Why can't I use pointer addition instead of malloc

Question

I was wondering why I have to use malloc to dynamically create memories, while I already have pointer addition to freely manipulate the memories. So I created this code, but this code corrupts, saying that 'stack around the variable 'a' was corrupted'

Can someone explain why this code fails?

#include <stdio.h>

int main(void)
{
    int a = 1;
    int * arr1 = &a;
    *(arr1 + 1) = 2;
    printf("%d %d\n", *arr1, *(arr1+1));
}

Answer 1

You have no idea what the implementation might be storing at &a + 1. It might be critical information needed to maintain the sanity of the operating environment. Despite having no idea what it might be used for, you modify it. So anything can happen.

Don't write to memory that doesn't belong to you!

Answer 2

Just because you can perform pointer arithmetic on some arbitrary address doesn't mean you should. C gives you great flexibility to do what you want, but that also means it trusts you to do the right thing, which you are not.

What you are attempting to do is write to a memory address sizeof(int) bytes past the address of a. That memory address is not part of a, and writing to it invokes undefined behavior.

As to what is happening in your particular case, local variables are typically stored on the stack in most hosted implementations. So if you write past the bounds of a variable, you'll most likely be overwriting an adjacent variable or the return address for the function. Given that your program is crashing, you're probably doing the latter.

Here's an illustration of overwriting another variables:

#include <stdio.h>

int main(void)
{
    int before = 0;
    int a = 1;
    int after = 0;
    int * arr1 = &a;
    *(arr1 + 1) = 2;
    printf("%d %d\n", *arr1, *(arr1+1));
    printf("before=%d, after=%d\n", before, after);
}

In this example I took your example and added a variable before and after a. When I run this, I get the following output:

1 2
before=2, after=0

You can see that before is now set to 2 even though it wasn't explicitly set. This means that it appears on the stack right after a. So by writing one past a, you end up writing to before instead.

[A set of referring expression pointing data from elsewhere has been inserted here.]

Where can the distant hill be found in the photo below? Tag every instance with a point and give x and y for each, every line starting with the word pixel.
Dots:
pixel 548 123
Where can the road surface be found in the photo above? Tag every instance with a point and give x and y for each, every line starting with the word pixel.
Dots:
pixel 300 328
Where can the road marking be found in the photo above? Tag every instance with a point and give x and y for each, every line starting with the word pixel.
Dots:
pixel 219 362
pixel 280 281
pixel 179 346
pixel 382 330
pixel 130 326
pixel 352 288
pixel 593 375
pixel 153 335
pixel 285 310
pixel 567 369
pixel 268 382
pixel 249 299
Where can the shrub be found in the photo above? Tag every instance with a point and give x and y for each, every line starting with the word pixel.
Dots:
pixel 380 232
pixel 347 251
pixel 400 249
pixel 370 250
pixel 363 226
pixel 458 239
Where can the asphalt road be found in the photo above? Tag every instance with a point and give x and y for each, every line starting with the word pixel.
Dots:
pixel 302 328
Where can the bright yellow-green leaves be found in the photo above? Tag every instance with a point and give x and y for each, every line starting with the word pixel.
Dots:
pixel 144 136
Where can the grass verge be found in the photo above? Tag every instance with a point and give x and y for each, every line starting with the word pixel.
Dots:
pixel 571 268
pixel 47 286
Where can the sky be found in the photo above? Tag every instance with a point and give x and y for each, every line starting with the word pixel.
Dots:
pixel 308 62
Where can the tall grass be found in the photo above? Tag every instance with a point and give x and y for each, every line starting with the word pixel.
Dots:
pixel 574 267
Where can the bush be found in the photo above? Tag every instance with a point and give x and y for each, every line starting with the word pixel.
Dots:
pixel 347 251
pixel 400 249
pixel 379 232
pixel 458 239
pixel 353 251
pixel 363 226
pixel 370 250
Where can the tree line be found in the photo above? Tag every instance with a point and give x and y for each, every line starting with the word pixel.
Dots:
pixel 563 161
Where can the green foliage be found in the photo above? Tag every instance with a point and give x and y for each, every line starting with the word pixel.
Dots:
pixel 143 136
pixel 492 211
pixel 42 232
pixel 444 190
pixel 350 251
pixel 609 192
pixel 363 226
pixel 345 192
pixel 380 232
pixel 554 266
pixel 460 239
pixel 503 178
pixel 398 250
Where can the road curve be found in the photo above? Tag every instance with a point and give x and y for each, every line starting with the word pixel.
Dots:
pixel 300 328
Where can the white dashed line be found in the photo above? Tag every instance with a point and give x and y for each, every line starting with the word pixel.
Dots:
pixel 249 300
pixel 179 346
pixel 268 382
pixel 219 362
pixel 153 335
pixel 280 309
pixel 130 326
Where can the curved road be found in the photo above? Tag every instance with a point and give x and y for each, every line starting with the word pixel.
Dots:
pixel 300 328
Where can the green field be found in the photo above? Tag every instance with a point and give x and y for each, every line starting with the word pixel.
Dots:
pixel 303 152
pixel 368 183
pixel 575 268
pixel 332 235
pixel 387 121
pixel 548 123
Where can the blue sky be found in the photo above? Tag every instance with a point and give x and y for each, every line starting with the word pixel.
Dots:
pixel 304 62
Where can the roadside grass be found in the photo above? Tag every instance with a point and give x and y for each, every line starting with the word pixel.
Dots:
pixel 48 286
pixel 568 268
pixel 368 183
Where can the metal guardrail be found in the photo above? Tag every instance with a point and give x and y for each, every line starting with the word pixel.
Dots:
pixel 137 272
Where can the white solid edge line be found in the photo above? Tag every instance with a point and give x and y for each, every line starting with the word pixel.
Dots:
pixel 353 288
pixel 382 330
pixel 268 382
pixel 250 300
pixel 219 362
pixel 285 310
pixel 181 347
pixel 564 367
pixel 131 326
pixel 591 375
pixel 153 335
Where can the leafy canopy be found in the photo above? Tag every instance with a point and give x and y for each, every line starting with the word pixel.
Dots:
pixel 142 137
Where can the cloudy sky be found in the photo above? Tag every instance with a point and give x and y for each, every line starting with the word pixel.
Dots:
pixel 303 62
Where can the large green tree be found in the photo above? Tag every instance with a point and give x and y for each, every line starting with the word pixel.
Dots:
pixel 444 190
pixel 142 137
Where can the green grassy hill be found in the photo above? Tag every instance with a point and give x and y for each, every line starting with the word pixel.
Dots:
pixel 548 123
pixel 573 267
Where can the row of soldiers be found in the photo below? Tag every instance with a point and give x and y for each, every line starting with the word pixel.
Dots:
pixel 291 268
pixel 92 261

To reiterate, this is undefined behavior. The compiler may arrange variables on the stack in any order. If you were to for example add an extra printf call or compile with different optimization settings you could get different results. I recompiled the above code with -O1 and running it resulted in a core dump.

So if need a particular amount of memory and you don't have space explicitly set aside for it, you need to call malloc to get the memory you want. Then you can read and write that block freely.